The Rohingya are a minority Muslim group living mainly in the state of Rakhine in overwhelmingly Buddhist Myanmar (Burma) They have done so for centuries and have kept their language and culture, but remain stateless. They are said to be one of the most persecuted groups on Earth, and many are now fleeing to neighbouring Bangladesh due to what is being described by some as potential genocide. A human rights journalist recently reported that the Rohingya’s lack of status ‘bleeds into all aspects of their lives’.
He adds that they face restrictions on freedom of movement; their rights to health, education, and religion; deprivation of their livelihoods; and constant harassment by security forces.
It is reported that about 400 Rohingyas have died in unrest over the past two weeks adding to the hundreds killed during the last three months of 2016 after armed individuals attacked police border posts, killing nine persons.
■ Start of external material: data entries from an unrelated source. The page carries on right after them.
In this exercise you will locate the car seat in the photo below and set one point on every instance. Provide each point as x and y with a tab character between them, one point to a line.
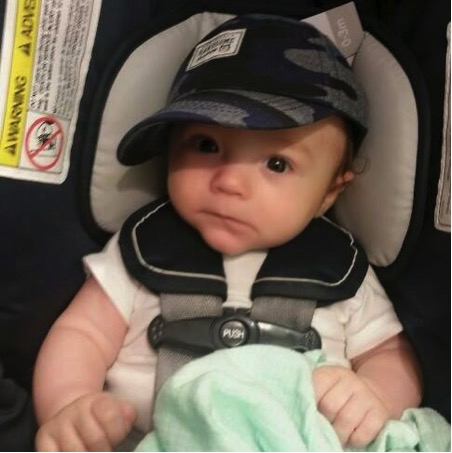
67	194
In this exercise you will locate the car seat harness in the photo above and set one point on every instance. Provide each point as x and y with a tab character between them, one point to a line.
320	266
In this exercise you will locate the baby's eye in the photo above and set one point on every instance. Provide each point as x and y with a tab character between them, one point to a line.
277	164
206	145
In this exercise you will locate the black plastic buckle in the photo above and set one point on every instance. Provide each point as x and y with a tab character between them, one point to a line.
204	335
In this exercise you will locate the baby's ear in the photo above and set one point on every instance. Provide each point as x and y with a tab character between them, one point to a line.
339	184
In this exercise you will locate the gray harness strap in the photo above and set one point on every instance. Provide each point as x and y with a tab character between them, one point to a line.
177	307
185	310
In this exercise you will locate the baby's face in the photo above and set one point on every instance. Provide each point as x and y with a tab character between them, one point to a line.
247	190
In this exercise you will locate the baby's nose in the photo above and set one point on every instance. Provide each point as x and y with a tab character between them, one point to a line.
231	179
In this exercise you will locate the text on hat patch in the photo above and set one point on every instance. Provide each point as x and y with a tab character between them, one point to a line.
225	44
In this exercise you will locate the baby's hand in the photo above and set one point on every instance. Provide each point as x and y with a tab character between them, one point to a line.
349	403
95	422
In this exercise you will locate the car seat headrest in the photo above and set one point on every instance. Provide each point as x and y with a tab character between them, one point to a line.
377	208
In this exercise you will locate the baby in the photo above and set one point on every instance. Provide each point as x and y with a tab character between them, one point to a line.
260	130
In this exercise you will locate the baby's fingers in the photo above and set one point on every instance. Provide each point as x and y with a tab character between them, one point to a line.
367	430
64	438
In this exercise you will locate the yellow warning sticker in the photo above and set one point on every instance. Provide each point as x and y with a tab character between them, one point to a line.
24	46
44	57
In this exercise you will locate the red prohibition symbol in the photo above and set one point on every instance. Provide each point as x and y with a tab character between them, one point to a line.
44	143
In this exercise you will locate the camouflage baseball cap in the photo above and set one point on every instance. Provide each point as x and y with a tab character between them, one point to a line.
256	72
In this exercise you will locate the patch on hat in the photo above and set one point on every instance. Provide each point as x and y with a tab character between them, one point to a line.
225	44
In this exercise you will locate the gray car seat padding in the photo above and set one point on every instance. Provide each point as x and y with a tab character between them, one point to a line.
377	209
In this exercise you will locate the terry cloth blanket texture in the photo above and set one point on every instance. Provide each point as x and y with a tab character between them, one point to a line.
260	398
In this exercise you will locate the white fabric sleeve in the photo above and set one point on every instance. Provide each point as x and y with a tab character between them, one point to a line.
372	318
108	269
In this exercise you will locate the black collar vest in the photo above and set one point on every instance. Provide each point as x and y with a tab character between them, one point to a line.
167	255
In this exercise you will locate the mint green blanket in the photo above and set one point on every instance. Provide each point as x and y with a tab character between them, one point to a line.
260	398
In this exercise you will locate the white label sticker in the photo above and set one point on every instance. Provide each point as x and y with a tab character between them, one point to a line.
225	44
442	210
46	48
342	26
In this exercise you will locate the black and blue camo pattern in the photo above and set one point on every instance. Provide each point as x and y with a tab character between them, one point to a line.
285	74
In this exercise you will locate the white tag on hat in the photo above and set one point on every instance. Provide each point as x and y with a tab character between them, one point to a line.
225	44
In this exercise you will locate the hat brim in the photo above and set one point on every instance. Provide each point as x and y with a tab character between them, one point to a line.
229	108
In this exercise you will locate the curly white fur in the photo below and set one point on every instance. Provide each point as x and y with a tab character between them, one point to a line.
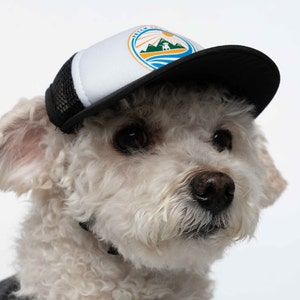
139	203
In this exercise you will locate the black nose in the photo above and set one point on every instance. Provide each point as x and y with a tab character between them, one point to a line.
214	191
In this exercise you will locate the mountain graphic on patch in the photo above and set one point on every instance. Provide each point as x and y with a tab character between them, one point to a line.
162	47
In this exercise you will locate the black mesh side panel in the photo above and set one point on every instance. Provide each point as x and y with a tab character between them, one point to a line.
61	99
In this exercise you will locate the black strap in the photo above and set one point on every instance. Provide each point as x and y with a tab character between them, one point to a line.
8	287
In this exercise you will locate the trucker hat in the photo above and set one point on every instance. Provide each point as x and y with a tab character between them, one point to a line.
99	76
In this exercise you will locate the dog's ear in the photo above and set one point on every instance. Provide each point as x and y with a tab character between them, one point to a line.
273	184
21	152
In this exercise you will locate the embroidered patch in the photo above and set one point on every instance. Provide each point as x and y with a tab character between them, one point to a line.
154	48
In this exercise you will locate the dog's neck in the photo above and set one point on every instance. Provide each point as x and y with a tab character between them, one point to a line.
112	250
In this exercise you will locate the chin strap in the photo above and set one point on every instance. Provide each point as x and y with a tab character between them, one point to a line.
86	226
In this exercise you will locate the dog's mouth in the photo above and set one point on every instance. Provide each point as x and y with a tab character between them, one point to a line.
205	230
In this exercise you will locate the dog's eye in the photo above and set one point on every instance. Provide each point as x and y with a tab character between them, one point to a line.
131	139
222	140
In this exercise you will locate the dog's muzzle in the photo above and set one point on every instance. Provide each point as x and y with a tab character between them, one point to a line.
214	191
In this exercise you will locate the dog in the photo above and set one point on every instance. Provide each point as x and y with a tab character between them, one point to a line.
141	198
166	186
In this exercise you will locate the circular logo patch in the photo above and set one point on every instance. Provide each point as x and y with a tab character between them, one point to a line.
154	48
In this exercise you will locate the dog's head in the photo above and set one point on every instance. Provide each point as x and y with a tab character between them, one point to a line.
170	176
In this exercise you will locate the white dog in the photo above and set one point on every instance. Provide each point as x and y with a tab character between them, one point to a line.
141	199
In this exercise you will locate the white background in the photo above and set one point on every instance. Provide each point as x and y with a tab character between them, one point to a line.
37	37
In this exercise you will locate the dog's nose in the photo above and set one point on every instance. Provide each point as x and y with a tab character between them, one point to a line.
214	191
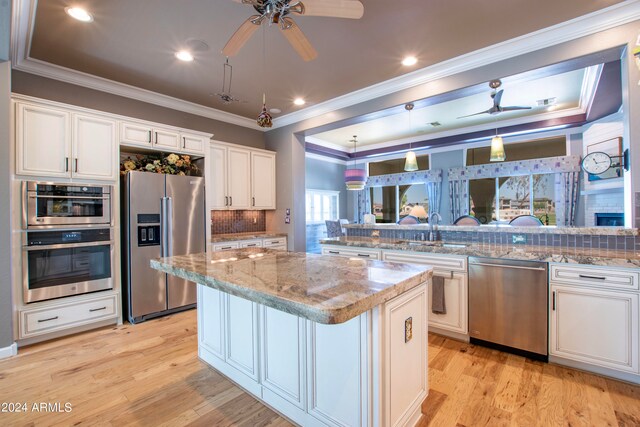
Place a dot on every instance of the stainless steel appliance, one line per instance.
(508, 304)
(58, 263)
(163, 215)
(50, 205)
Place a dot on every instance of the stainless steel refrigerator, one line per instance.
(162, 215)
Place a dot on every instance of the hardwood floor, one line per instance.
(149, 374)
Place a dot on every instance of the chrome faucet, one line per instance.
(432, 232)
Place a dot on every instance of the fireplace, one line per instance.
(610, 219)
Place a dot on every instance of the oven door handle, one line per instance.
(68, 245)
(44, 196)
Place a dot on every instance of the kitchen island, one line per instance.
(325, 341)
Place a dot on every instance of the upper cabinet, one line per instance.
(241, 178)
(53, 142)
(164, 138)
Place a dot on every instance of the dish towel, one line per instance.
(438, 305)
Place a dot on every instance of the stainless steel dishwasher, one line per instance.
(508, 305)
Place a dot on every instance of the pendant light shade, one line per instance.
(355, 178)
(410, 162)
(497, 150)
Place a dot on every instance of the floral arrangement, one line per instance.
(173, 164)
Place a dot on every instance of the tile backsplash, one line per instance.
(224, 222)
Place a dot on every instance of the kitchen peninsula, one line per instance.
(325, 341)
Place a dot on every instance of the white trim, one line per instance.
(604, 19)
(12, 350)
(325, 159)
(22, 29)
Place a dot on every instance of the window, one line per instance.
(502, 199)
(551, 147)
(390, 204)
(322, 205)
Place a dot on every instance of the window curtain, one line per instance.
(364, 204)
(458, 198)
(567, 191)
(434, 192)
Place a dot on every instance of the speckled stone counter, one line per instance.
(320, 288)
(232, 237)
(586, 256)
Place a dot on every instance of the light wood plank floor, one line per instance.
(149, 375)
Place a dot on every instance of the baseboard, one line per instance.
(12, 350)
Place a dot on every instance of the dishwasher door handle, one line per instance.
(508, 266)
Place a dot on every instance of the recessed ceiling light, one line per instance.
(79, 14)
(184, 55)
(409, 61)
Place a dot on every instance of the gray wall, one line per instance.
(444, 161)
(6, 304)
(41, 87)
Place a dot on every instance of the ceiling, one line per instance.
(566, 88)
(133, 42)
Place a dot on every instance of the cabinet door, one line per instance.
(283, 355)
(239, 178)
(211, 306)
(95, 152)
(191, 143)
(455, 296)
(263, 180)
(596, 327)
(242, 335)
(43, 141)
(135, 134)
(217, 185)
(166, 139)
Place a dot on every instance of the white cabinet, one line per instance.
(52, 142)
(263, 180)
(241, 178)
(95, 150)
(595, 326)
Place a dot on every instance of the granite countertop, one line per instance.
(232, 237)
(601, 257)
(505, 228)
(321, 288)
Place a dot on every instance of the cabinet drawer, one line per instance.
(277, 241)
(444, 262)
(38, 321)
(351, 252)
(594, 276)
(251, 244)
(226, 246)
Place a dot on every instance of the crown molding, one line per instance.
(22, 31)
(604, 19)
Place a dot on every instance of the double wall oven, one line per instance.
(68, 242)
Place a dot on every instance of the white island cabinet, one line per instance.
(325, 342)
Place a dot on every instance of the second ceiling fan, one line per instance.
(279, 12)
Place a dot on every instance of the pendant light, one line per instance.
(355, 178)
(410, 160)
(497, 149)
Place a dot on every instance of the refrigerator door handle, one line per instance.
(169, 226)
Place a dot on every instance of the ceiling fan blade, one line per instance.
(476, 114)
(497, 98)
(514, 108)
(240, 37)
(299, 41)
(350, 9)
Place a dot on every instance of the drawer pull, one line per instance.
(584, 276)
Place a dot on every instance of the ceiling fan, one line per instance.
(496, 95)
(279, 12)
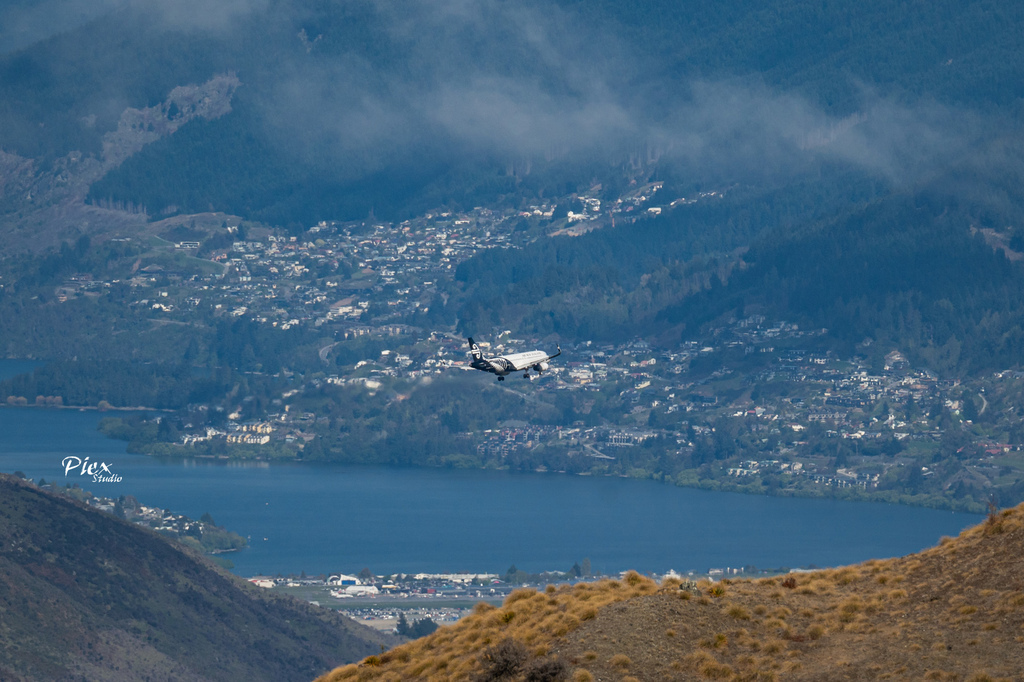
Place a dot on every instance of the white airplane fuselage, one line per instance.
(502, 366)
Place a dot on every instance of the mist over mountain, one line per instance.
(346, 108)
(808, 116)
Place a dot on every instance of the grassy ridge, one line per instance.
(950, 612)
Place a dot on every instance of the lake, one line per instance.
(324, 518)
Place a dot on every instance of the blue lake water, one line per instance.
(323, 518)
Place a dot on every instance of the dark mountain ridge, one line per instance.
(85, 595)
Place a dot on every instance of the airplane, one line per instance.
(506, 365)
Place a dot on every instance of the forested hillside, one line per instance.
(843, 155)
(86, 595)
(347, 108)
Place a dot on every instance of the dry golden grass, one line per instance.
(952, 612)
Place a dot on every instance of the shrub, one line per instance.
(503, 661)
(633, 579)
(548, 670)
(620, 661)
(739, 612)
(523, 593)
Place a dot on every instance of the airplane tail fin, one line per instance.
(475, 349)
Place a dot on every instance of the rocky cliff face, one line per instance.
(40, 207)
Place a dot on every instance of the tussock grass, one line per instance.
(953, 611)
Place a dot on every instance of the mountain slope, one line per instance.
(436, 100)
(85, 595)
(950, 612)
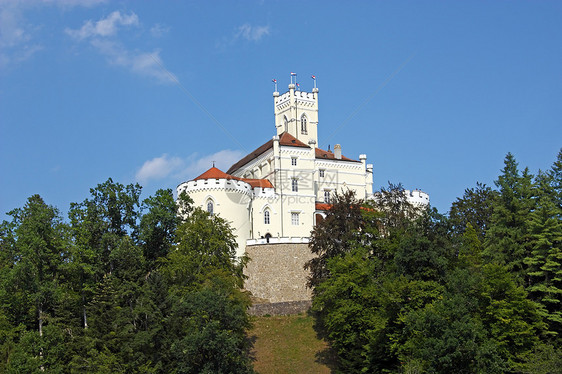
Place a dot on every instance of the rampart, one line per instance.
(275, 272)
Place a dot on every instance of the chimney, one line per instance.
(337, 151)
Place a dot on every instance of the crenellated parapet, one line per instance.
(417, 197)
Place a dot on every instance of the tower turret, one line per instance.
(296, 112)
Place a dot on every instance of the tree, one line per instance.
(33, 291)
(158, 225)
(334, 236)
(474, 208)
(545, 260)
(507, 237)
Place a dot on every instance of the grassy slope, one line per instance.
(288, 344)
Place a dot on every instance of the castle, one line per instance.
(275, 195)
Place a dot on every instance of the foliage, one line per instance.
(98, 294)
(476, 292)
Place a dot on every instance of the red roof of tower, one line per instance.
(285, 139)
(215, 173)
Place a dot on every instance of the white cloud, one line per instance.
(158, 30)
(104, 27)
(184, 169)
(158, 168)
(16, 44)
(102, 35)
(251, 33)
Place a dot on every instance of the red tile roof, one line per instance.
(255, 154)
(285, 139)
(320, 153)
(215, 173)
(263, 183)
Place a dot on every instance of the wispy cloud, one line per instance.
(16, 43)
(158, 168)
(158, 30)
(251, 33)
(180, 169)
(18, 36)
(247, 32)
(103, 35)
(143, 63)
(104, 27)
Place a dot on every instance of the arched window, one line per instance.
(303, 124)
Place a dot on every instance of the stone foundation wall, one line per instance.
(275, 272)
(280, 309)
Myanmar security forces have since been accused of severe human rights violations including arbitrary arrests, gang rape of women, the torching of Rohingyan homes, schools, markets and mosques, and young children being thrown into burning buildings.
It was also reported that soldiers are burning bodies to hide evidence of the atrocities. Tens of thousands of refugees have since fled the country and into Bangladesh.
My mind goes back more than half a century to when our own Dear Land of Guyana was beset by ethnic unrest and violence, and I tremble to hear that some have used the words ‘ethnic cleansing’ to describe the early nineteen-sixties.
Yes, we may have experienced some ethnic bloodletting, division and marginalization, but E.C.? Yes, there were ethnic atrocities, notably in Wismar/Mackenzie, Georgetown, along the Demerara Coast, and on the Corentyne. Yes, an underlying fear still plays out in the minds of the two major races especially when stirred politically at certain times.
But few would deny that our people, comprising a bewildering mix of ethnicities, do generally get along fairly well. Hopefully it will get better.
My final thought, optimistically: Despite ethnic divisions across the world, despite what is happening in Myanmar and several other nations with ethnic problems, despite our own racially-divided history, there is a growing blending of races – a genetic exchange as one biologist put it, that promises to eventually make the word ‘genocide’ redundant. How soon and how purposefully that happens is something that each of us can help determine.